If you can shoot, you can play. Although we see dozens of players each year who fail to make it to the next level because of their inability to develop an all-around game, those who are great shooters, despite their lack of skill in other areas, can earn millions of dollars, fame, and most importantly, longevity in their professional basketball careers. Time and time again, those who struggle to defend or fail to develop into good passers but can consistently connect on long-range shots will somehow, someway sneak their way onto an NBA roster spot and remain.

In honor of the Thursday night’s draft this week, we rank the 10 best shooters that the 2014 class has to offer.

Honorable Mentions:

Jabari Parker, Duke
James Young, Kentucky
Jordan Adams, UCLA
Alec Brown, Wisconsin-Green Bay
Gary Harris, Michigan State

10. P.J. Hairston, D-League

The only player on this list with professional experience, Hairston excelled in the NBA Developmental League this past season with the Texas Legends after struggling at North Carolina. The 21-year-old shot 35.8 percent from three-point range and has shown the ability to knock down extremely tough shots. He should make for a nice fit in a high-tempo offense.
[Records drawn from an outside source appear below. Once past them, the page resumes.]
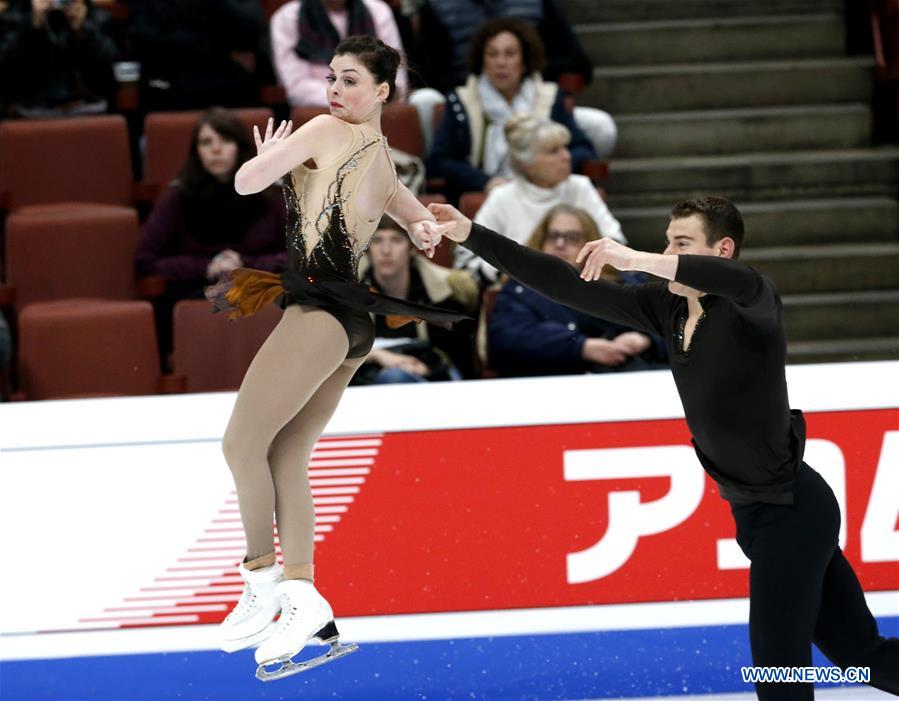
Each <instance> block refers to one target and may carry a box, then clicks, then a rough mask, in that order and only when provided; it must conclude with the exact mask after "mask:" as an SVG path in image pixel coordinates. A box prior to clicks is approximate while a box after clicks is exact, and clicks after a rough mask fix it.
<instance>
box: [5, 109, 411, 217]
mask: <svg viewBox="0 0 899 701" xmlns="http://www.w3.org/2000/svg"><path fill="white" fill-rule="evenodd" d="M326 111H327V110H326V108H295V109H294V110H293V112H292V115H291V117H292V119H293V122H294V126H295V128H296V127H299V126H300V125H302V124H304V123H305V122H306V121H308V120H309V119H311V118H312V117H314V116H316V115H318V114H322V113H324V112H326ZM234 112H235V113H236V114H237V115H238V116H239V117H240V119H241V120H242V121H243V122H244V124H246V125H247V127H248V128H252V126H253V125H254V124H255V125H260V126H264V124H265V122H266V121H267V120H268V118H269V117H271V116H272V111H271V110H270V109H267V108H252V109H238V110H234ZM199 114H200V113H199V112H159V113H151V114H148V115H147V117H146V119H145V123H144V137H145V142H144V180H143V181H142V183H140V184H139V185H138V187H137V188H135V184H134V183H133V179H132V167H131V155H130V150H129V144H128V129H127V124H126V122H125V118H124V117H122V116H120V115H102V116H94V117H73V118H70V119H39V120H14V121H5V122H0V207H3V208H6V209H16V208H19V207H24V206H28V205H35V204H48V203H55V202H93V203H104V204H112V205H130V204H133V203H134V201H135V195H137V199H150V200H152V199H154V198H155V197H156V196H157V195H158V194H159V192H160V191H164V188H165V187H166V185H168V183H169V182H170V181H171V180H172V179H173V178H175V176H176V175H177V173H178V170H179V169H180V167H181V165H182V164H183V163H184V160H185V158H186V156H187V150H188V146H189V143H190V135H191V132H192V130H193V128H194V126H195V125H196V122H197V118H198V117H199ZM382 127H383V130H384V134H385V135H386V137H387V140H388V142H389V143H390V144H391V145H392V146H393V147H395V148H398V149H401V150H403V151H407V152H409V153H412V154H413V155H416V156H419V157H422V156H423V155H424V153H423V150H424V146H423V140H422V136H421V125H420V123H419V121H418V113H417V112H416V110H415V108H414V107H412V106H411V105H407V104H402V103H395V104H391V105H388V106H387V107H386V108H385V109H384V113H383V117H382Z"/></svg>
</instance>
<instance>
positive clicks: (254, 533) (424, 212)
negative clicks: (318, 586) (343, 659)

9. DeAndre Daniels, Connecticut

As Daniels’ NBA stock improved throughout UConn’s postseason run, so did his jumper. After failing to shoot at least 31 percent from three-point range in his first two college seasons, the forward developed a reliable shot as a junior, knocking down career-highs from the field (46.9 percent) and from beyond the arc (41.7 percent). Significantly upgrading his game allowed him to make the leap to the NBA, and his shot – once a weakness – is now one of his prominent strengths.

8. Joe Harris, Virginia

Joe Harris’ two biggest assets heading into the draft are his willingness to move without the ball and to, well, shoot the ball once he finally gets hold of it. 31.8 percent of his offensive possessions – which ranked top ten in the nation this past season – had him utilizing screens to get open. When receiving the ball, Harris did not disappoint as he hit 40 percent of shots from beyond the arc for his career.